Quando eu morrer, será "de repente" para todo mundo. Para mim, será "até que enfim".
Quero que peguem minha sensibilidade com cuidado e a levem para um lugar longínquo e totalmente isolado. Lembrem-se de que ela foi a minha causa mortis. Não a invejem, não a queiram, nem pensem em roubá-la para si. Não mexam com ela.
Se possível, levem junto o meu coração, esse tonto, que sempre cedeu aos caprichos da soberana sensibilidade. Explodam os dois, para o bem de todos. Destruam-nos completamente, sem chance de pairar alguma de suas partículas por aí.

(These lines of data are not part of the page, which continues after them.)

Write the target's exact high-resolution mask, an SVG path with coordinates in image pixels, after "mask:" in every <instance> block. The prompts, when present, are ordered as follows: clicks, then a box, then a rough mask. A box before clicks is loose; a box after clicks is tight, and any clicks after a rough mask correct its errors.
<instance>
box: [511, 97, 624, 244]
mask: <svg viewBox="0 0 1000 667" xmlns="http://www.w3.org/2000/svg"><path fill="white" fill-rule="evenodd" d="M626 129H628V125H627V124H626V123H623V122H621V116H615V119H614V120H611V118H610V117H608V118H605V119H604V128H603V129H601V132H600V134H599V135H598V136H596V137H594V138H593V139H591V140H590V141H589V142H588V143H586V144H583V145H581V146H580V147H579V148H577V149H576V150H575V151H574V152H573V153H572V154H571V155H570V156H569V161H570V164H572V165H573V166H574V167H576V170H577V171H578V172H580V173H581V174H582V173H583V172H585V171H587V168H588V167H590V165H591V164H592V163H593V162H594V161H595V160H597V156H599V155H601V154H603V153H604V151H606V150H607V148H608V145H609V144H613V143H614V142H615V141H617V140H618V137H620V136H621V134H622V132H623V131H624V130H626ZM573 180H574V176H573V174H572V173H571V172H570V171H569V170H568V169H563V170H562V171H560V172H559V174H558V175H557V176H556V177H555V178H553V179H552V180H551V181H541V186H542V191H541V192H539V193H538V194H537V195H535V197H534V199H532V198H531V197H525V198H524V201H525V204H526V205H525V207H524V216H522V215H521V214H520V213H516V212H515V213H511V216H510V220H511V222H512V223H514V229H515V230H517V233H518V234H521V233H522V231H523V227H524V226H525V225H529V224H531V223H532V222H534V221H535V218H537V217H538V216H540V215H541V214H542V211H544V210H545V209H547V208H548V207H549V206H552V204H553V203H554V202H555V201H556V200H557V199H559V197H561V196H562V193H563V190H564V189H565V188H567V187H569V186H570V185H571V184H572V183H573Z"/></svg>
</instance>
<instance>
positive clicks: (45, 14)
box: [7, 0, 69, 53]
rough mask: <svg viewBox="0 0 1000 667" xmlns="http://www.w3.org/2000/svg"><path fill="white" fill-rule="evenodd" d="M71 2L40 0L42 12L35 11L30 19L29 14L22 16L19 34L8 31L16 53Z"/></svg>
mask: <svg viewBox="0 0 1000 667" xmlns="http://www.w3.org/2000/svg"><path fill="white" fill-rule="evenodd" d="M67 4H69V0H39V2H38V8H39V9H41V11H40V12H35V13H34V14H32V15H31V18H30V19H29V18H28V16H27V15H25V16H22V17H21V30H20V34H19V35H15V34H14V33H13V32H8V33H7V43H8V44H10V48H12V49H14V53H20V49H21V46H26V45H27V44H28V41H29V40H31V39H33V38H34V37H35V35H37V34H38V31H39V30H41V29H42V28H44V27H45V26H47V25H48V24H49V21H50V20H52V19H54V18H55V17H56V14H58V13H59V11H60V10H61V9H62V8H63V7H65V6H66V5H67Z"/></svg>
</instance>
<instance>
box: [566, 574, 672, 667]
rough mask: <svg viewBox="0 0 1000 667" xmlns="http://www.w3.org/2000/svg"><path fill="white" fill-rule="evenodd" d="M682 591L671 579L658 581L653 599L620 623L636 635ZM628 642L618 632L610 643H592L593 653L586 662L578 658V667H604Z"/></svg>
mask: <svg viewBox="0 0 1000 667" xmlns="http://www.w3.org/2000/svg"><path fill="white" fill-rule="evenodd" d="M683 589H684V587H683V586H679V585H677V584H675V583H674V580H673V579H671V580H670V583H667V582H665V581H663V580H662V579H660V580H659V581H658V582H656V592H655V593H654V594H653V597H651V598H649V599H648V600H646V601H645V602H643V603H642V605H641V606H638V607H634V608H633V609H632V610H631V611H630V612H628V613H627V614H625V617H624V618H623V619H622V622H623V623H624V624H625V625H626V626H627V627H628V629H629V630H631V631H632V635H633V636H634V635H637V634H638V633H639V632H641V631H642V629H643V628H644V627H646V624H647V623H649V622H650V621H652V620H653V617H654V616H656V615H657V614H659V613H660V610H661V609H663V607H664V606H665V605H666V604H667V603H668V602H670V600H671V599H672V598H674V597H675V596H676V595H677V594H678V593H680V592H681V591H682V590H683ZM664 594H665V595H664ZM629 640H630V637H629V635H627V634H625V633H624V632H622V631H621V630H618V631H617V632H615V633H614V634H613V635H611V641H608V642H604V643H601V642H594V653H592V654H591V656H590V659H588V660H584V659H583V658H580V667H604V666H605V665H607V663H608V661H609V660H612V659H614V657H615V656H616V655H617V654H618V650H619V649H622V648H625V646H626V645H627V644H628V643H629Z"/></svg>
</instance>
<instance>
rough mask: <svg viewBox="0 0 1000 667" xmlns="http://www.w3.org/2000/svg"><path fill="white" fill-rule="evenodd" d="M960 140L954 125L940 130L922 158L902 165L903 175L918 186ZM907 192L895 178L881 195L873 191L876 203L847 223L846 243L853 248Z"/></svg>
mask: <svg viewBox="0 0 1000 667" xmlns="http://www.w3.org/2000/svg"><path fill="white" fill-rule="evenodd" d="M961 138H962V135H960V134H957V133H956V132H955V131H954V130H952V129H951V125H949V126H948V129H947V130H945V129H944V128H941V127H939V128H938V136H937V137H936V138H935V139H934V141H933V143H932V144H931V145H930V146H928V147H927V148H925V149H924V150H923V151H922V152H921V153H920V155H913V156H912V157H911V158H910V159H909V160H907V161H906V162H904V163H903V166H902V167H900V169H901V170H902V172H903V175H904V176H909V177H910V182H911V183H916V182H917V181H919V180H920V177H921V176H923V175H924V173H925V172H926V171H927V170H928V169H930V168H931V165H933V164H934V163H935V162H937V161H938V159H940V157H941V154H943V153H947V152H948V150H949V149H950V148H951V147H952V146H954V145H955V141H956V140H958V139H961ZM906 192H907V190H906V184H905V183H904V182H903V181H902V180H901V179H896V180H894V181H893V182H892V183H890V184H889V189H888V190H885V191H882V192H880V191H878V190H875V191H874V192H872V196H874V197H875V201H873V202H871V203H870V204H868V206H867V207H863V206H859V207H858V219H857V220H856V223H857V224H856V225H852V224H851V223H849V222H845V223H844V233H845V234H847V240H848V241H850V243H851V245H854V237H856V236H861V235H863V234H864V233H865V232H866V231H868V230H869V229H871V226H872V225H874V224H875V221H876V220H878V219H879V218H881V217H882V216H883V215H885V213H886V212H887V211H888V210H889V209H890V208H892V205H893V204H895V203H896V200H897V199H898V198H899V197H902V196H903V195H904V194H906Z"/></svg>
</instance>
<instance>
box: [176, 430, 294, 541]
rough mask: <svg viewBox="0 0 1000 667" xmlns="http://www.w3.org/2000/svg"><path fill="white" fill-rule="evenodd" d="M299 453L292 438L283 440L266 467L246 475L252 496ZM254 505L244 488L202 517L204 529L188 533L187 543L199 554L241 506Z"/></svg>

Deixem meu caixão lacrado. Aliás, coloquem meu corpo no mais simples de todos, não quero nem janelinha de vidro. Quis muito ser olhada enquanto estava viva, de modo que, quando eu enfim já não estiver mais, não percam tempo e nem gastem vossa hipocrisia em me espiar descansando. Quero que minhas feições se dissolvam em vossa memória e deixar de ser o assunto já no dia seguinte. Não, não percam tempo falando em mim. Tempo é dinheiro. A vossa vida continua e, a essa altura, eu já serei passado. O mundo globalizado a qual vós pertencestes não vos permite lembranças, lágrimas, tampouco sentimentos.
Ah, e não me levem flores. Deixem-nas enfeitando a vida.
Ah, e não me levem flores. Deixem-nas enfeitando a vida.
E se descobrirem uma forma de distribuir a "vida toda que eu tinha pela frente" entre aqueles que querem muito viver, o façam, não hesitem. Mas façam isso com cuidado extremo. Levem minha vida pura, destilada, sem sequer um vestígio de contaminação pela maldita sensibilidade. Minha vida diluída na ignorância deles os fará pessoas felizes.
Lamento que a mim não seja possível fazer uma transfusão de ignorância, o segredo da felicidade.